Research Service, San Diego Veterans Affairs Health Care Center, USA; University of California San Diego, La Jolla, CA 92093, USA.
Brain Res. 2023 Apr 15;1805:148268. doi: 10.1016/j.brainres.2023.148268. Epub 2023 Feb 6.
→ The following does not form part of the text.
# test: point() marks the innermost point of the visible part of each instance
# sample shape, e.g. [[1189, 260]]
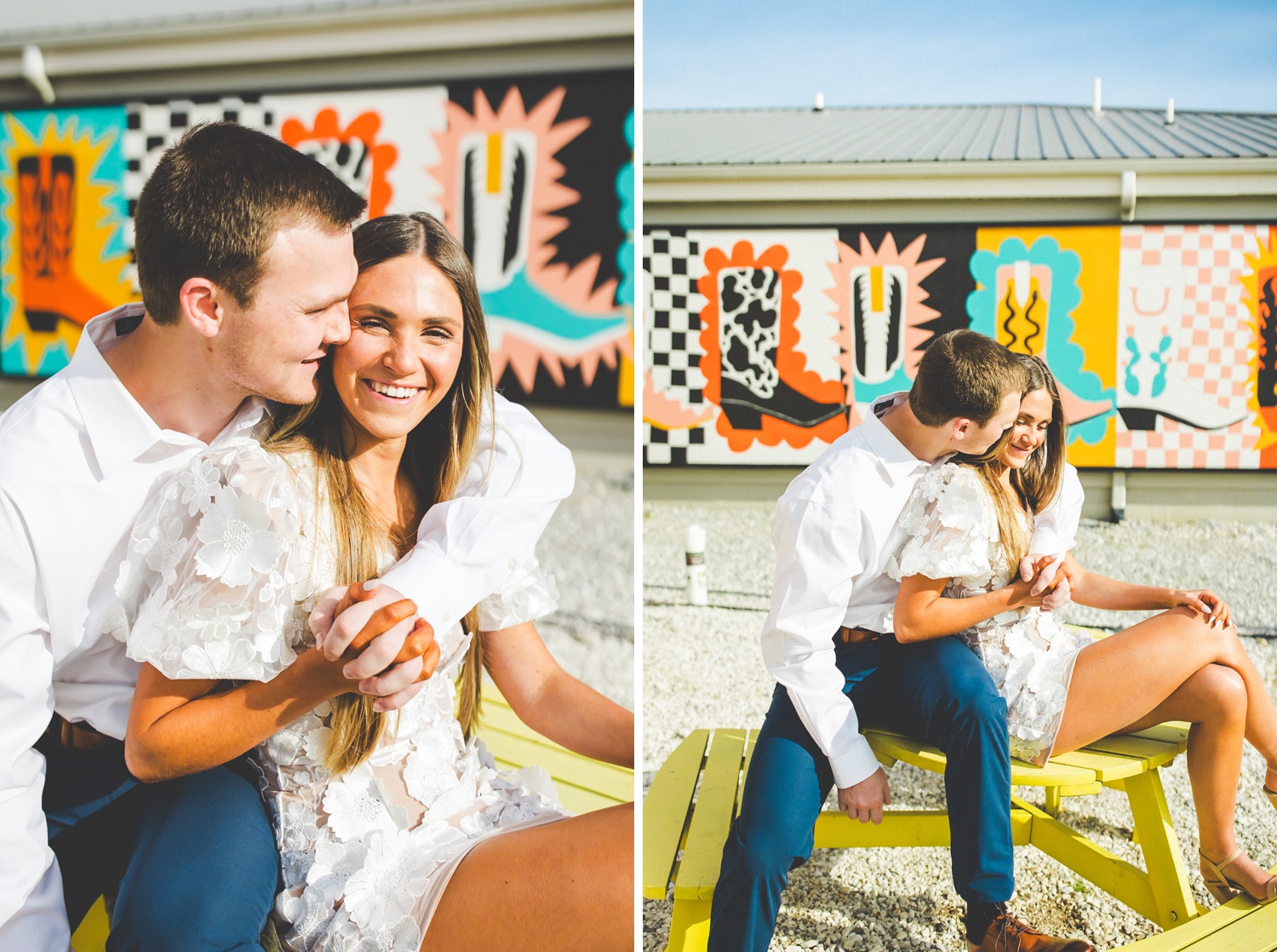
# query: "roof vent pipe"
[[33, 72], [1128, 196]]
Molecular mechanisms of the interaction between opioidergic and dopaminergic processing during pain-related experiences in the human brain are still incompletely understood. This is partially due to the invasive nature of the available techniques to visualize and measure metabolic activity. Positron Emission Tomography (PET) radioligand studies using radioactive substances are still the only available modality to date that allows for the investigation of the molecular mechanisms in the human brain. The most commonly studied PET radiotracers are [C]-carfentanil (CFN) and [C]- or [F]-diprenorphine (DPN), which bind to opioid receptors, and [C]-raclopride (RAC) and [F]-fallypride (FAL) tracers, which bind to dopamine receptors. The current meta-analysis examines pain-related studies that used aforementioned opioid and dopamine radioligands in an effort to consolidate the available data into the most likely activated regions. Our primary goal was to identify regions of shared opioid/dopamine neurotransmission during pain-related experiences using within-subject approach. Seed-based d Mapping (SDM) analysis of previously published voxel coordinate data showed that opioidergic activations were strongest in the bilateral caudate, thalamus, right putamen, cingulate gyrus, midbrain, inferior frontal gyrus, and left superior temporal gyrus. The dopaminergic studies showed that the bilateral caudate, thalamus, right putamen, cingulate gyrus, and left putamen had the highest activations. We were able to see a clear overlap between opioid and dopamine activations in a majority of the regions during pain-related experiences, though there were some unique areas of dopaminergic activation such as the left putamen. Regions unique to opioidergic activation included the midbrain, inferior frontal gyrus, and left superior temporal gyrus. Here we provide initial evidence for the functional overlap between opioidergic and dopaminergic processing during aversive states in humans.
在人类大脑与疼痛相关的体验中,阿片能和多巴胺能加工之间相互作用的分子机制仍不完全清楚。这部分是由于现有的可视化和测量代谢活性的技术具有侵入性。使用放射性物质的正电子发射断层扫描(PET)放射性配体研究仍然是迄今为止唯一可用的方式,可以研究人类大脑中的分子机制。最常研究的 PET 放射性示踪剂是 [C]-卡芬太尼(CFN)和 [C]-或 [F]-二苯并庚诺啡(DPN),它们与阿片受体结合,以及 [C]-raclopride(RAC)和 [F]-fallypride(FAL)示踪剂,它们与多巴胺受体结合。目前的荟萃分析检查了使用上述阿片类和多巴胺放射性配体的与疼痛相关的研究,努力将可用数据整合到最有可能被激活的区域中。我们的主要目标是使用基于个体的方法确定与疼痛相关的体验中共享阿片类/多巴胺神经传递的区域。以前发表的体素坐标数据的基于种子的 d 映射(SDM)分析表明,阿片能激活在双侧尾状核、丘脑、右侧壳核、扣带回、中脑、下额回和左侧颞上回最强。多巴胺研究表明,双侧尾状核、丘脑、右侧壳核、扣带回和左侧壳核的激活程度最高。我们能够看到在与疼痛相关的体验中,大多数区域的阿片能和多巴胺能激活之间存在明显的重叠,尽管多巴胺能激活有一些独特的区域,如左侧壳核。阿片能激活特有的区域包括中脑、下额回和左侧颞上回。在这里,我们为人类在痛苦状态下阿片能和多巴胺能加工之间的功能重叠提供了初步证据。